Coal Industry Launches New Ad Campaign Attacking President Obama | StateImpact Pennsylvania Skip Navigation

Coal Industry Launches New Ad Campaign Attacking President Obama

Just ahead of the first presidential debate, the coal industry began airing new ads criticizing Obama. The American Coalition for Clean Coal Electricity has produced three new spots that will run on both cable and network television. ACCCE says the EPA under Obama has an “anti-coal agenda.” The EPA has proposed new rules to reduce carbon emissions, as well as mercury. The House passed a package of bills last week called “Stop the War on Coal Act,” aimed at rolling back these rules.

screen shot from YouTube

The American Coalition for Clean Coal Electricity has launched a new ad campaign criticizing President Obama.

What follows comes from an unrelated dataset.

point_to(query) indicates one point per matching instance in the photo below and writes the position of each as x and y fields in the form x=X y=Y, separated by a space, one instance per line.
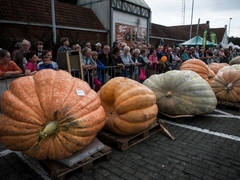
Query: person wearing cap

The ads don’t mention either candidate by name. But to the backdrop of a federal government building and the Lincoln Memorial, the voiceover says:
“Heavy handed EPA regulations have taken us down a reckless path. A path limiting our most abundant and reliant domestic fuel to generate electricity, coal.”
The EPA’s carbon rules would make it impossible for any new coal-fired plants to come online unless they employ carbon capture technology, which researchers say is still decades away and very expensive. But some say recent closures at coal burning plants have more to do with economics, not EPA rules. The sudden abundance of cheap natural gas, which when burned emits less carbon dioxide into the atmosphere than coal, has utilities looking to phase it out in favor of natural gas.
Clean coal can mean different things to different people. When the industry talks about clean coal, they refer to scrubbers and other technology that reduce harmful emissions like sulfur dioxide, nitrogen oxide, and fine particulates. When others say clean coal, they mean carbon capture and sequestration, which would reduce greenhouse gas causing CO2 emissions. Environmentalists say there’s no such thing as “clean coal,” because no technology exists to reduce emissions to zero.